In a statement, WGAE executive director Lowell Peterson said the workers “join many other nonfiction TV creators who recognize the power of collective bargaining and the WGAE to improve standards so people can build sustainable careers doing the work they care about.”

With this win, the unions said they’ve notched “another milestone in ongoing efforts to bring about more documentary and non-fiction work under collective bargaining agreements.” While most documentary productions companies have historically been non-union, the rise of streaming companies, which have increasingly keyed in on nonfiction projects, have spurred workers in the sector to organize, they added.

Story Syndicate joins a small but growing list of documentary houses where editors enjoy union representation, including those founded by Errol Morris, Ken Burns and Michael Moore.

In a letter explaining their reasons for unionizing, the Story Syndicate bargaining unit stressed the immense profits enjoyed by streaming companies.

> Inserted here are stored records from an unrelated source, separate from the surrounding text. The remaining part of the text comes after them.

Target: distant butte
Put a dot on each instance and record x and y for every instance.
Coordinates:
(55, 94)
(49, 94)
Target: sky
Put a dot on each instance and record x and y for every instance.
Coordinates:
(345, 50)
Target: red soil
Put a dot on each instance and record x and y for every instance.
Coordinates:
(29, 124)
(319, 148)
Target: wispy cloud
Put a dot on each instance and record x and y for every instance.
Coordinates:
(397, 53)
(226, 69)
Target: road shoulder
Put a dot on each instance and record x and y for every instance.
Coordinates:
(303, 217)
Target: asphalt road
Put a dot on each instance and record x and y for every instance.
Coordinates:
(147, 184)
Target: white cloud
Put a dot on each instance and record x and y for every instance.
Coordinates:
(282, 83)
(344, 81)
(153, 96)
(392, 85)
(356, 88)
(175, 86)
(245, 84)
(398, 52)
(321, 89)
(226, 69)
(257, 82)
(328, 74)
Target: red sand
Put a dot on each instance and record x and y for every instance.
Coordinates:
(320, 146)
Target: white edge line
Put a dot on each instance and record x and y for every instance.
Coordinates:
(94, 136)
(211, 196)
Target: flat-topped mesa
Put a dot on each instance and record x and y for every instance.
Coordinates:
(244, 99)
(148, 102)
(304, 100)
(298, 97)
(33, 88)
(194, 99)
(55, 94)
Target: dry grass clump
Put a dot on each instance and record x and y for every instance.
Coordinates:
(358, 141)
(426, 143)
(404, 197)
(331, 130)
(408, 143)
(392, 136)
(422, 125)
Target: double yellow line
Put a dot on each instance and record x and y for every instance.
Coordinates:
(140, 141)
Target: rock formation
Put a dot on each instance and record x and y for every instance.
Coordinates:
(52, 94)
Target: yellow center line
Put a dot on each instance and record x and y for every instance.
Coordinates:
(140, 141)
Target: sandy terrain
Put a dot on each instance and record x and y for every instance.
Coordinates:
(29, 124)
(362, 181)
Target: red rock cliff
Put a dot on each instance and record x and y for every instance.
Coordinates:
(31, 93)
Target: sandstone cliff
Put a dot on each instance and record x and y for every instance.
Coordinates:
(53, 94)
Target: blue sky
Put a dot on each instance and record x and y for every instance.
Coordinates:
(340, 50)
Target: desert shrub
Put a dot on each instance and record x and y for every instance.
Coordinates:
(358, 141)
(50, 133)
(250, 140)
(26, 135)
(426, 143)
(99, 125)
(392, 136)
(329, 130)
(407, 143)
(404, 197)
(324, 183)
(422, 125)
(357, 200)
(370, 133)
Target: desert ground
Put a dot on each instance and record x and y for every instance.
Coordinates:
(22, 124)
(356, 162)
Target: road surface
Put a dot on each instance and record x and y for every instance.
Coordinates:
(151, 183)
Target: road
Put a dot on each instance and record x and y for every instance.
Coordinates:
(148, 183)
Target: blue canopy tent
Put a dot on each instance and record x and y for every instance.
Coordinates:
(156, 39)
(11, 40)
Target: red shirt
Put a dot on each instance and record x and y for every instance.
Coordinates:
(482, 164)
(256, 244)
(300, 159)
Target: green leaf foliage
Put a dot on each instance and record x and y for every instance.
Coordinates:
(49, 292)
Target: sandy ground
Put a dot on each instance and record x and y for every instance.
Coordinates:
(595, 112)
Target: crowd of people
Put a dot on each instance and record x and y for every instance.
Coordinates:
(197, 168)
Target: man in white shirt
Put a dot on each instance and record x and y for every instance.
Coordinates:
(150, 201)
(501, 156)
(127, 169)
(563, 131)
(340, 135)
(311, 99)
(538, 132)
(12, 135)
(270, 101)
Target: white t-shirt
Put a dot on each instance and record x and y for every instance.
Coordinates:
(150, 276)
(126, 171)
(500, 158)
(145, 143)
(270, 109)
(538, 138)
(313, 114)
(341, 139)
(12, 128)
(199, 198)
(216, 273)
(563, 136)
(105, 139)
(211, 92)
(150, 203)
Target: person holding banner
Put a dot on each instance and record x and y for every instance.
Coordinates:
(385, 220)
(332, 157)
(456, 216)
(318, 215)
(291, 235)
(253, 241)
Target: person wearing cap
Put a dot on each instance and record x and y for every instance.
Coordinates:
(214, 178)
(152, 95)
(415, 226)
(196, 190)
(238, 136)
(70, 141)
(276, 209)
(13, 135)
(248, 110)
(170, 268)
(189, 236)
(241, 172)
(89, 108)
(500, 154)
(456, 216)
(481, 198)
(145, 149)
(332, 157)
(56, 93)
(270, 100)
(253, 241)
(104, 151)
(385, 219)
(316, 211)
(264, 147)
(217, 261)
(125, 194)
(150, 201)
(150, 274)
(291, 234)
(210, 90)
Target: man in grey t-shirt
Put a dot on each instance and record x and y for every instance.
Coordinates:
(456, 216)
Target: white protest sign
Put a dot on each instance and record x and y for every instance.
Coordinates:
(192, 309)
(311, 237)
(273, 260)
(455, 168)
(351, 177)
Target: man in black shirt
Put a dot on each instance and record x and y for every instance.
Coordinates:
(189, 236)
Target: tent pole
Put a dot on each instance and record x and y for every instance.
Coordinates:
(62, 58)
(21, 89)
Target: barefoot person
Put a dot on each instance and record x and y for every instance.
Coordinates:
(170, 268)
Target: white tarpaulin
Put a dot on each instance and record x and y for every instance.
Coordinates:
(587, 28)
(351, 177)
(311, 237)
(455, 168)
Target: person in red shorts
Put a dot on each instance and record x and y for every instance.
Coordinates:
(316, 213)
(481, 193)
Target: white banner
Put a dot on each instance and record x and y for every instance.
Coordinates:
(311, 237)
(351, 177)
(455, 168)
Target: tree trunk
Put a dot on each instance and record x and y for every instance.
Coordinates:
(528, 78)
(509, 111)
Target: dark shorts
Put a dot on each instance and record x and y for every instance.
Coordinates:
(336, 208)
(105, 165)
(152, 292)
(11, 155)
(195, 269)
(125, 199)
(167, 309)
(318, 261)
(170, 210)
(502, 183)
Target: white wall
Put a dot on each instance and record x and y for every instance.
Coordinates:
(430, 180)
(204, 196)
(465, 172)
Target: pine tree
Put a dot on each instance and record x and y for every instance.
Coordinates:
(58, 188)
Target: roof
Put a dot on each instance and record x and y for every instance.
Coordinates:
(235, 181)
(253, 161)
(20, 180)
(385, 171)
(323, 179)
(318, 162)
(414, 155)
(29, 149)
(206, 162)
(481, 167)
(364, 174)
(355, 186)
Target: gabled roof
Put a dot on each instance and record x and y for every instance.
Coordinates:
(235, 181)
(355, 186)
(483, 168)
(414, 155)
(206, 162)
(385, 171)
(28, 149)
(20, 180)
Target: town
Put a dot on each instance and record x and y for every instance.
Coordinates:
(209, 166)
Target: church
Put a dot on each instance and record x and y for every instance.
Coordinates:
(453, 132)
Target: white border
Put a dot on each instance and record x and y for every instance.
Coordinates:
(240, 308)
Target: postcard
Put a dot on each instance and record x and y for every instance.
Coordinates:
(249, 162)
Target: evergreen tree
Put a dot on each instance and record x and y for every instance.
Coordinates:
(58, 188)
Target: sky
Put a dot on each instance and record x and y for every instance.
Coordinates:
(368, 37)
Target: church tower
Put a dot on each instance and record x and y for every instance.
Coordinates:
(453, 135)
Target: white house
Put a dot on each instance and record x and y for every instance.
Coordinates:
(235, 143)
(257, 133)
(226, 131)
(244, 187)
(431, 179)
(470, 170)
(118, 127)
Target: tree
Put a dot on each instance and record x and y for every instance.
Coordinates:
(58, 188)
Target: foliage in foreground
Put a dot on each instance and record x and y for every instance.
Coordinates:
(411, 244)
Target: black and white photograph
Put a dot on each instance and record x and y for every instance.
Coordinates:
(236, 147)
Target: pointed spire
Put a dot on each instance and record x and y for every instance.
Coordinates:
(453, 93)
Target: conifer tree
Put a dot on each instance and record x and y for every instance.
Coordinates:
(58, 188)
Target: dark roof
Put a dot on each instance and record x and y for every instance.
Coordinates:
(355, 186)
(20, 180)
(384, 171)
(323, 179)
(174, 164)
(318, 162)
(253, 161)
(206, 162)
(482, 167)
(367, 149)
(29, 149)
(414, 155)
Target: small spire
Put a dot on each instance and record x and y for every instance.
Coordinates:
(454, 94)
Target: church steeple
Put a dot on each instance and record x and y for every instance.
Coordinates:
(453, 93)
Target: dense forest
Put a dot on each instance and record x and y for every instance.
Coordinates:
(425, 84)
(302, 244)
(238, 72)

“Now we have secured for ourselves a seat at the table to take part in a discussion of where we are headed as a production company, as nonfiction laborers, and as an industry,” the group wrote in the letter, which urged “colleagues throughout the nonfiction sector to organize for the same representation and clout long enjoyed by our kin elsewhere in the entertainment industry.”

Alan Heim, president of the Editors guild, said in a statement that the “artists who shape these projects deserve all the recognition, respect, and workplace protections that their scripted counterparts have long fought for.”

As unions reach historic levels of support, employers appear to increasingly turn to voluntary recognition — a process in which management doesn’t force an election to prove a union is backed by a majority of its workers. This year, unions at Nickelodeon, ZeniMax Studios and Major League Baseball were voluntarily recognized.

Marvel may face the choice of whether to recognize a union of more than 50 visual effects crew, who filed on Monday for a unionization election to join the International Alliance of Theatrical Stage Employees.